Indonesia's President Joko Widodo appoints Archandra Tahar as Energy and Mineral Resources Minister in a cabinet reshuffle, replacing Sudirman Said, according to local media.
Indonesia's President Joko Widodo appointed Archandra Tahar as the country's new Energy and Mineral Resources Minister in a cabinet reshuffle announced Wednesday as he strengthened his administration in dealing with global economic challenges, replacing incumbent Sudirman Said, local daily Jakarta Globe reported.
Archandra is not a stranger to Indonesia's oil and gas industry, having served as a consultant to state-owned PT Pertamina Hulu Energi in the Offshore North West Java (ONWJ) project, local industry publication Petromindo indicated. In addition, he was believed to have advised the Indonesian President on the type of facility to adopt for the Abadi liquefied natural gas (LNG) project in the Masela Production Sharing Contract (PSC) in the Arafuru Sea in eastern Indonesia.
Prior to that, Archandra was reportedly asked by national oil firm PT Pertamina in 2014 to be a consultant for its offshore L-Parigi project, Jakarta Globe said.
The new Indonesian Energy and Mineral Resources Minister is a mechanical engineering graduate from the Institut Teknologi Bandung (ITB), the counrty's oldest technology-oriented university. Archandra received a Master of Science and a doctorate in ocean engineering studies from Texas A&M University in 2001, according to Petromindo.
Meantime, Coordinating Maritime Minister Rizal Ramli, like Sudirman Said, was also dropped in the cabinet reshuffle. The two former cabinet colleagues clashed over their differing views on the Abadi LNG development.
Last September, Sudirman stated his support for the idea of developing the Abadi project in the Masela PSC with a floating liquefied natural gas (FLNG) facility as proposed by operator Japan's Inpex Corp. and its partner Royal Dutch Shell plc, contradicting Rizal's suggestion that an onshore facility would more efficient and sensible.
Rizal had argued that the gas field should be developed using an onshore LNG plant on Aru island instead in order to save on development spending.

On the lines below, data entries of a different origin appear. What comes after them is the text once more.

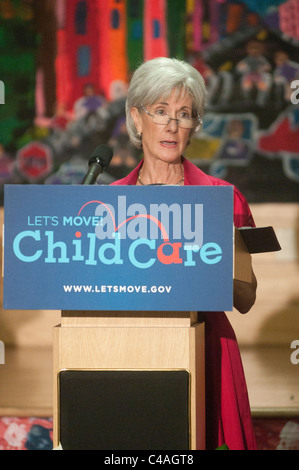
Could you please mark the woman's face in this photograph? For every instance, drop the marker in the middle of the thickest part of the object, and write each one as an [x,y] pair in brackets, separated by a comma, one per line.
[164,142]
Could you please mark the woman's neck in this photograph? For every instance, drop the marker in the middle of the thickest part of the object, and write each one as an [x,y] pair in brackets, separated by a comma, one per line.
[161,173]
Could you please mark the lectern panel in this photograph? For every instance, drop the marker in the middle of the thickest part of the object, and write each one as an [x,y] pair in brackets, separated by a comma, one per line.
[124,409]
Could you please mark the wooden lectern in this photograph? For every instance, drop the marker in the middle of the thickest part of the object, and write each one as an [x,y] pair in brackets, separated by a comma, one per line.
[135,341]
[124,378]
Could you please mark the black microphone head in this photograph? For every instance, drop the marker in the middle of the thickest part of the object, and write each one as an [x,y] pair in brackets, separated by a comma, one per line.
[101,155]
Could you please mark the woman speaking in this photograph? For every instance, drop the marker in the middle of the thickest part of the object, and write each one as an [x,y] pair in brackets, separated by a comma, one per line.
[165,106]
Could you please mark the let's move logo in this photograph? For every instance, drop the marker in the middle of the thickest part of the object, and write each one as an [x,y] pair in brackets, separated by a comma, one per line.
[2,353]
[2,92]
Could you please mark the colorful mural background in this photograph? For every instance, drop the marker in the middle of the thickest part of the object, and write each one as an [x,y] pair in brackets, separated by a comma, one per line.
[65,66]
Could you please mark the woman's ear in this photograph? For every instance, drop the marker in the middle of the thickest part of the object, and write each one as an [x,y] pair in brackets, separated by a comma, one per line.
[137,119]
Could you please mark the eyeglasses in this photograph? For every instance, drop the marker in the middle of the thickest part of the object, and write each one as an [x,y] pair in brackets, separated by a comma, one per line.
[163,119]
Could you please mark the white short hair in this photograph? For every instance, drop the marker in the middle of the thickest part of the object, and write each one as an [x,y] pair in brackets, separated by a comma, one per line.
[157,78]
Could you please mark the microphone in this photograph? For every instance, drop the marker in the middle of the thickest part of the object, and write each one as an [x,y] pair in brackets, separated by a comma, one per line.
[98,162]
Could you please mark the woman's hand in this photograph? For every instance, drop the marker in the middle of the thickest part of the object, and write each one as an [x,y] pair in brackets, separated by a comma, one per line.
[245,294]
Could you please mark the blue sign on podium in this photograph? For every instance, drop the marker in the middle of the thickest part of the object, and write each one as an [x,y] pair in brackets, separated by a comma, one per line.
[118,248]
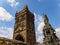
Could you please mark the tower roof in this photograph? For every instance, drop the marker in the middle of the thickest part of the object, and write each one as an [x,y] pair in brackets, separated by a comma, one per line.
[26,7]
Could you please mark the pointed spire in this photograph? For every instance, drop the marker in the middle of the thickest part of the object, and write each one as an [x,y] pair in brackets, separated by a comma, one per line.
[26,7]
[46,21]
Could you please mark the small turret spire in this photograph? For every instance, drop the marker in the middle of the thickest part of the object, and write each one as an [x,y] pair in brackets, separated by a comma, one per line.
[46,21]
[26,7]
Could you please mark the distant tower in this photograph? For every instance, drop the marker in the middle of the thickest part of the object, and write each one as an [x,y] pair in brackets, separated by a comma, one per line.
[24,27]
[50,37]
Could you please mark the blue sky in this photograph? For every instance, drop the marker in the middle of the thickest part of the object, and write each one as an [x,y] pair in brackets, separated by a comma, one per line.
[8,8]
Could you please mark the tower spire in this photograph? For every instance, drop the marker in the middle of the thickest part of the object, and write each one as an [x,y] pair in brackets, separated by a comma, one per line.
[26,7]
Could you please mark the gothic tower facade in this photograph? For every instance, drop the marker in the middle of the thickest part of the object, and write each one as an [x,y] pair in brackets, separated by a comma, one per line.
[50,37]
[24,27]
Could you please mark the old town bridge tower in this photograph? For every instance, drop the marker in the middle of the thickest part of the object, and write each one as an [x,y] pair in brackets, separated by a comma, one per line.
[24,27]
[50,37]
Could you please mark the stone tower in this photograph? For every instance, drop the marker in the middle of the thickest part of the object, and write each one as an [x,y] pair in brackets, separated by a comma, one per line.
[50,37]
[24,27]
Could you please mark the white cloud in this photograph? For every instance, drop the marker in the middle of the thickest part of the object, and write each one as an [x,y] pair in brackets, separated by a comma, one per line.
[59,5]
[13,3]
[5,15]
[58,32]
[6,32]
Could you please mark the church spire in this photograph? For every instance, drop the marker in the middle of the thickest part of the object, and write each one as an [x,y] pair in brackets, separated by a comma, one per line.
[26,7]
[46,21]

The proposed plan will include the construction of a 373-mile (600-kilometer) pipeline to connect Abadi gas field with the onshore Aru LNG plant. Rizal said the onshore development scheme would cost between $14.6 and $15 billion, compared to $19.3 billion for the FLNG scheme, and produce multiplier effects for the development of Aru island and the overall eastern part of the country.
President Joko Widodo decided in favor of the onshore development plan for the Masela PSC project in March, saying that this would be more beneficial for the Indonesian economy.